Выбрать главу

— Как живете? Как учитесь? Как работа? Как настроение?

Ребята испуганно и благоговейно на нее взирали, мигом прибрали кровати и старались ходить на цыпочках. Они присмирели, вели себя чинно и стали совершенно непохожи на самих себя.

Журналистка строчила в блокнот.

Возможно, я очень несправедлив к этой девушке. Наверно, очень трудно разъезжать по Чукотке, застревая в пути, попадая в бураны, неделями ожидая самолета в избе, называемой аэропортом. Не каждый согласится на это. А тут еще простуда, да задание редактора обязательно привезти «положительный материал», да давно нет писем из Магадана от какого-нибудь Виктора.

Я, наверно, очень несправедлив к этой девушке.
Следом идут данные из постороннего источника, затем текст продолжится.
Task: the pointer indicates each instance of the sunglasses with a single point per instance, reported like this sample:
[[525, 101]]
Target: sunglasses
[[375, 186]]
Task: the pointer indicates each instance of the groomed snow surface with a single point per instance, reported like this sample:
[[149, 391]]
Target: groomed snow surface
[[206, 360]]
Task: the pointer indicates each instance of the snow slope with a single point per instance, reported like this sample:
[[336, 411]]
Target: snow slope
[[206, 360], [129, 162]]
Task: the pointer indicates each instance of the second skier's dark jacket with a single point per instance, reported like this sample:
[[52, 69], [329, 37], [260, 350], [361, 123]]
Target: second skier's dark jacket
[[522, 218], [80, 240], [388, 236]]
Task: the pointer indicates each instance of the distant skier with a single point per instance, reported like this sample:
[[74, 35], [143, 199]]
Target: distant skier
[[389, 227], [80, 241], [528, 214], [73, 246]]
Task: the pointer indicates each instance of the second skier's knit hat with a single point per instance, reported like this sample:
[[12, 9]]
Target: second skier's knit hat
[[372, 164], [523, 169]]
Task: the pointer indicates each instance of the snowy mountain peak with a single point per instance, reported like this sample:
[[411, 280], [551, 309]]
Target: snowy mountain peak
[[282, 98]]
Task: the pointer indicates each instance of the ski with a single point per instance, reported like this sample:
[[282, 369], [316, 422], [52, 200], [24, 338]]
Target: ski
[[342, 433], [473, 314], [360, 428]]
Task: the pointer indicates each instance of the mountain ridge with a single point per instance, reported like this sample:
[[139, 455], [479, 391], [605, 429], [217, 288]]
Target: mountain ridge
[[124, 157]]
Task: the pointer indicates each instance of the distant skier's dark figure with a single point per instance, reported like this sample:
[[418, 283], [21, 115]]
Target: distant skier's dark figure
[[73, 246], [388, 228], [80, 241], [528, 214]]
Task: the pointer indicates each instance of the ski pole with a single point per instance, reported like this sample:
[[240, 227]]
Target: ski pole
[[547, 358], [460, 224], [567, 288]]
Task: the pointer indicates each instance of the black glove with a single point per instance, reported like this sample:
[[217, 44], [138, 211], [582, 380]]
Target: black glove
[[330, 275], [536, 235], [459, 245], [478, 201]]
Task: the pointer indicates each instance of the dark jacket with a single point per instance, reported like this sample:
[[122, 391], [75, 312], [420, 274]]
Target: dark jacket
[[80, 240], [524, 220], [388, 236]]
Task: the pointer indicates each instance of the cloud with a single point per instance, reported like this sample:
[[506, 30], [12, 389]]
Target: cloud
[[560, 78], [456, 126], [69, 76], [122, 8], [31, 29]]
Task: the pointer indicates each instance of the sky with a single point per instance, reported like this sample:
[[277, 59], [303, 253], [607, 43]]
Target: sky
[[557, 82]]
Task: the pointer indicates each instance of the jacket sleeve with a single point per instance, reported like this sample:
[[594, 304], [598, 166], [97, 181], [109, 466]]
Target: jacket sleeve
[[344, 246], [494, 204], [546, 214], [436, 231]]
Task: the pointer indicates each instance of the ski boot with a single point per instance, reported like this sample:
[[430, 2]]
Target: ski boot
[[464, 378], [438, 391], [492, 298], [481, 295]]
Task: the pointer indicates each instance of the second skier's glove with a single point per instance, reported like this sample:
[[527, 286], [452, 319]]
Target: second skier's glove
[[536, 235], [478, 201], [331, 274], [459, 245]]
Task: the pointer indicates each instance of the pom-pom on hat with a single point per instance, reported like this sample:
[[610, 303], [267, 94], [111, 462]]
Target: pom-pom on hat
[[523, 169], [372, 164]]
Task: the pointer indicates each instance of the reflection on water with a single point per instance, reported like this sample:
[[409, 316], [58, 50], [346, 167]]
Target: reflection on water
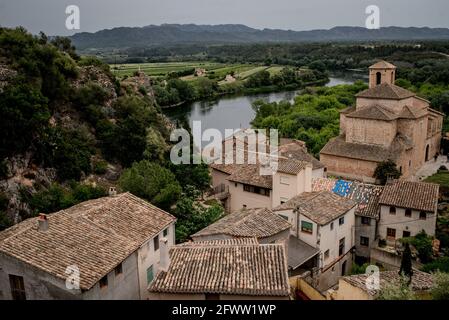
[[232, 112]]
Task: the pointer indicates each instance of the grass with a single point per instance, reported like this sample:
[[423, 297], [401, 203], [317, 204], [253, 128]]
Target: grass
[[441, 178], [216, 70], [160, 69]]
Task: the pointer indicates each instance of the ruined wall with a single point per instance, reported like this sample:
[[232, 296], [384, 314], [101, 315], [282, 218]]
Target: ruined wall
[[349, 168], [369, 131]]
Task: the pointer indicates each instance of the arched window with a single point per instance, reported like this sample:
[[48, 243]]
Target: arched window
[[378, 78]]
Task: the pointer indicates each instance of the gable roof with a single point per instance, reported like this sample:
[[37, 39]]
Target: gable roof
[[386, 91], [365, 195], [321, 207], [375, 112], [411, 113], [383, 65], [250, 223], [296, 150], [250, 174], [409, 194], [421, 281], [237, 269], [376, 153], [292, 166], [95, 235]]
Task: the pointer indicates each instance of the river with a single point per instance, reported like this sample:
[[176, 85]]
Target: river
[[236, 111]]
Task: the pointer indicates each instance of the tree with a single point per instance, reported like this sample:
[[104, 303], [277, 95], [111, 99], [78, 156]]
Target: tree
[[5, 221], [397, 291], [151, 182], [440, 288], [193, 216], [386, 170], [134, 116], [406, 263]]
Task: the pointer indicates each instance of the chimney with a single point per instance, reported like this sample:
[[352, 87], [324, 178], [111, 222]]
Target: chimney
[[112, 191], [164, 262], [42, 222]]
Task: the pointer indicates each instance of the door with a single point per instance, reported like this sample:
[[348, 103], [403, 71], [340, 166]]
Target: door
[[343, 268], [17, 287]]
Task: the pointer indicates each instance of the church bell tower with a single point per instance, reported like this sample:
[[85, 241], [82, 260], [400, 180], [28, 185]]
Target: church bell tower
[[380, 73]]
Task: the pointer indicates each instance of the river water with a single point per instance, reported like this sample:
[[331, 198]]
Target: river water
[[233, 112]]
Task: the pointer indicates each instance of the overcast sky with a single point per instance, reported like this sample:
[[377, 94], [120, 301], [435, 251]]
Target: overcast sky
[[49, 15]]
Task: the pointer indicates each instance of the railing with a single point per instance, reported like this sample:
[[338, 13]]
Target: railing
[[221, 188]]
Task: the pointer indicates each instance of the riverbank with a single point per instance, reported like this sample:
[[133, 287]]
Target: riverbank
[[250, 92], [233, 111]]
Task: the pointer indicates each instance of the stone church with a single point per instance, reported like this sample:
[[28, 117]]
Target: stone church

Может, потому, что у нее весьма прокисший вид, а может, потому, что я знаю, как она пишет.

Вот перед ней сидит Гриша Окунев, парень с широкими плечами и пронзительными васильковыми глазами. Ему девятнадцать лет, он передовик, ударник, староста лучшей будки, начальник народной дружины. У него удивительно приятная, немного застенчивая улыбка, когда он присаживается на крылечке к знакомому парню. «Ну, как живешь, что думаешь?»

Сегодня утром, когда залило пятый промприбор, он один по пояс в воде вынес мотор от насоса. А ведь это вам не Черное море, это Арктика.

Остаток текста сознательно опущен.